# 2009 2.0 TDI - Door Handle Not Opening from Outside



## Hamzaali24 (2 d ago)

Door handle from outside driver side doesn’t open and the handle is loose, however the door opens from the inside handle. Before the door handle got loose today, when I press the unlock button on my key, the driver side door doesn’t open unless if I actually put the key in the lock then it works. Today I put the key in the lock and the door is handle is now loose and I can’t open the door at all from the outside. The handle can be pulled but it’s loose when I pull it.

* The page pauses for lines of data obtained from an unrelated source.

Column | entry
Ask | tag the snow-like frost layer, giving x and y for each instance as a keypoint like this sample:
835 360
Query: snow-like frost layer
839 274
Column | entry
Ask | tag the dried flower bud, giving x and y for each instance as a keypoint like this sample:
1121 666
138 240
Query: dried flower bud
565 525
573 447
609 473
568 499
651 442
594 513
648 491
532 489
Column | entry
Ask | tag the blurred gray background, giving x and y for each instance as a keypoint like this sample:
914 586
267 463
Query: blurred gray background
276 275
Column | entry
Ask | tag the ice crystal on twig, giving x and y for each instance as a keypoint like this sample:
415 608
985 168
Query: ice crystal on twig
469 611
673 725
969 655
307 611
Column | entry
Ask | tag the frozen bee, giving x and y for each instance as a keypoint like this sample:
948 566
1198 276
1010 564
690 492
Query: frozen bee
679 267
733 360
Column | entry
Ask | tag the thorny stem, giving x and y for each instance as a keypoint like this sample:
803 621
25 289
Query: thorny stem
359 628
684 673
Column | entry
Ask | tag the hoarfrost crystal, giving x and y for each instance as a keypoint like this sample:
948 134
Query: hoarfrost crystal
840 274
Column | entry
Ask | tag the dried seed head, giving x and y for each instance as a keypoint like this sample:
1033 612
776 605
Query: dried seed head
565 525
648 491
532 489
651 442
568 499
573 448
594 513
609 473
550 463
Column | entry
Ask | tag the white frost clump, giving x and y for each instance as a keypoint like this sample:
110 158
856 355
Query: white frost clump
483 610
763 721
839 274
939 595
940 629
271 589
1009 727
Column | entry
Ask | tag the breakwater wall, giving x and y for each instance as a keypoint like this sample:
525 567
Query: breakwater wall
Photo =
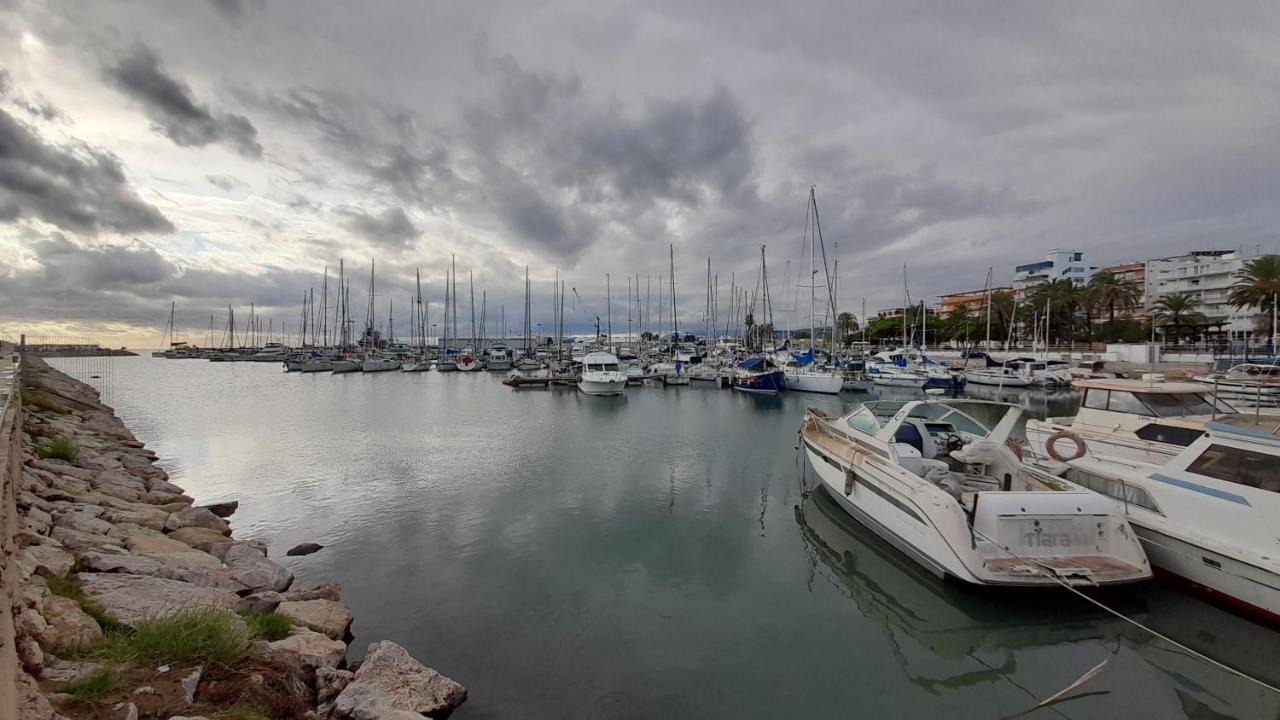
101 550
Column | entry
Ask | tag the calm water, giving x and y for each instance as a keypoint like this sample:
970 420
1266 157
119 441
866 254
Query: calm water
649 556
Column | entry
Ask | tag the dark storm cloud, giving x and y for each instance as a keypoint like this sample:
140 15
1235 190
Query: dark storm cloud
391 229
225 182
133 283
80 188
173 109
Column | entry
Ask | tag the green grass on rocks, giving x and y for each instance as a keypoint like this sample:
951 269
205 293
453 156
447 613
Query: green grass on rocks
268 625
92 687
211 637
59 447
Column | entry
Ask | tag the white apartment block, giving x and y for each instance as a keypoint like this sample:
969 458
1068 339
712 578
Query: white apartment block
1208 276
1057 264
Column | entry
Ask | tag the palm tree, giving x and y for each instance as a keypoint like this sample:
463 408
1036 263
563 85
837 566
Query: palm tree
1257 287
1116 294
1176 313
1063 297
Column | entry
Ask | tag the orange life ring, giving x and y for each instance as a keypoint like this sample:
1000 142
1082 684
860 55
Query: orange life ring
1065 434
1014 445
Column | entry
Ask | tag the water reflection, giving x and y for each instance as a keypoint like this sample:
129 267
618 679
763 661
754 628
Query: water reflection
924 619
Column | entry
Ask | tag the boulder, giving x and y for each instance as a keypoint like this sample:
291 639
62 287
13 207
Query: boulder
132 598
328 591
82 522
222 509
197 518
196 536
307 651
265 601
122 563
49 560
32 703
330 682
150 518
392 684
305 548
254 570
80 541
172 552
321 615
60 671
67 627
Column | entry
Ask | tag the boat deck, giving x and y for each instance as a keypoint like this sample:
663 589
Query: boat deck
1087 565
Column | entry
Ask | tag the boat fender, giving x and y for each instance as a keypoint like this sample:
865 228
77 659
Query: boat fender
1051 446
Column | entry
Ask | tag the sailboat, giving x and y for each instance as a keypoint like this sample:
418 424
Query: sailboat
374 360
758 373
469 359
447 361
801 369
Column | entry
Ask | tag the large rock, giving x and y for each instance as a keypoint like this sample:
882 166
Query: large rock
172 552
307 650
391 683
328 591
109 563
83 522
80 541
330 682
49 560
223 509
254 570
197 518
196 536
265 601
321 615
132 598
149 518
305 548
67 625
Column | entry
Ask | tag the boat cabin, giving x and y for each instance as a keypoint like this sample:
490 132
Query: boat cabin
1151 409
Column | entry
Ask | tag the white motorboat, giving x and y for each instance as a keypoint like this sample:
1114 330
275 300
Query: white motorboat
1256 382
1210 514
469 360
895 376
602 376
805 378
344 365
379 364
997 376
315 365
949 492
498 358
1143 420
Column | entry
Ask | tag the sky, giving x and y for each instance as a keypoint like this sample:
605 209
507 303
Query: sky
225 153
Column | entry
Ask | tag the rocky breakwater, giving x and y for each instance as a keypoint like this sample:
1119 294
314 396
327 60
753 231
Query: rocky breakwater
135 602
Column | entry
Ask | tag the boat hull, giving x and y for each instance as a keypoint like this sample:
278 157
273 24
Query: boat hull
816 382
771 382
1224 579
602 387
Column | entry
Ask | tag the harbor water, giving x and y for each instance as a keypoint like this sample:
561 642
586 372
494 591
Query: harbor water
656 555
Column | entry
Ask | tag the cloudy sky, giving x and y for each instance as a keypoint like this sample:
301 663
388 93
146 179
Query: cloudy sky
215 153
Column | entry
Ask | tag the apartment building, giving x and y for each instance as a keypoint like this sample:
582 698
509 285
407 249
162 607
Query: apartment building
1208 274
1057 264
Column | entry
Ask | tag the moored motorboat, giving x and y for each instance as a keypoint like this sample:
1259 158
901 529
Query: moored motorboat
949 492
1210 514
602 376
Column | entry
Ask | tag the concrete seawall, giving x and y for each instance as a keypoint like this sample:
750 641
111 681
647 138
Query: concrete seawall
99 546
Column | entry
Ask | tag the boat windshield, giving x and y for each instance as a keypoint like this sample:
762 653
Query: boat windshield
1156 404
873 415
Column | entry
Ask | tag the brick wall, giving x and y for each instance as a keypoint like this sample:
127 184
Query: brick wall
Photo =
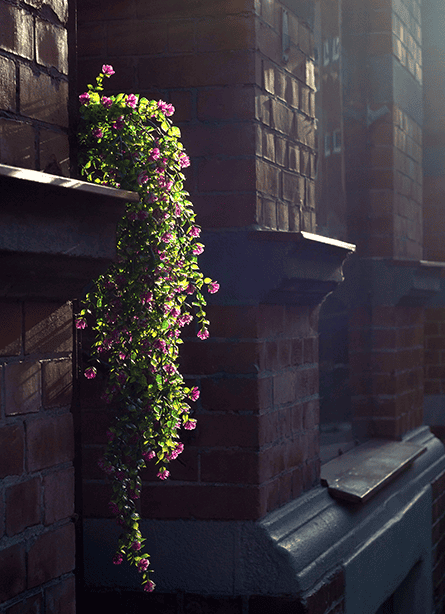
247 122
36 453
34 76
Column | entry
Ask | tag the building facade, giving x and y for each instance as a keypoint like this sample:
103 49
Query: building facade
314 480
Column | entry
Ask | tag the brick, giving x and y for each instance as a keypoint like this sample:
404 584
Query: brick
11 334
32 605
61 597
22 506
226 102
60 7
22 388
11 450
7 78
137 37
54 152
293 188
58 490
230 466
267 178
12 571
236 394
51 46
50 441
226 175
226 33
283 118
43 97
206 69
16 35
219 139
56 383
48 328
51 555
207 502
17 146
184 105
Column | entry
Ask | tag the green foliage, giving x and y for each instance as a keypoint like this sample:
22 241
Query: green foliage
137 308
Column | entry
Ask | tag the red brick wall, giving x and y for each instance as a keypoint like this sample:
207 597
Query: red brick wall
36 453
386 358
247 122
34 77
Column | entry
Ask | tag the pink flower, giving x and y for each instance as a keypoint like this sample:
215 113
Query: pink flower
184 161
142 178
107 70
143 564
117 559
119 123
154 154
198 249
195 231
90 373
132 101
149 587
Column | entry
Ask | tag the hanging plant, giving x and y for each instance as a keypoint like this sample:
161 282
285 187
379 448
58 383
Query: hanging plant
138 307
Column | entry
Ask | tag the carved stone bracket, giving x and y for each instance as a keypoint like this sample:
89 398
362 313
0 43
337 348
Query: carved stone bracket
56 234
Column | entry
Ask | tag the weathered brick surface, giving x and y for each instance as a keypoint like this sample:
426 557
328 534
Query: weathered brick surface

What do I need to fix/ replace?

any suggestions would help thank you.


----------



## wecanseeformiles (7 mo ago)

It's a known issue and I had the same thing happen to me one day over Xmas on my 09 TDi while I was delivering Xmas presents, forcing me to repeatedly get in through the passenger door to unlock the driver's door from the inside. Curiously enough the driver's door worked fine the next day and I haven't had a problem since, but maybe I just got lucky. The only difference between me and you was that the exterior door handle didn't feel particularly looser when it didn't unlock the car.


----------



## wecanseeformiles (7 mo ago)

@Hamzaali24 there's more info on all the door lock issues here:
(2) FAQ - Door Locks & Key Fob Remote Not Working | Audi TT Forum


----------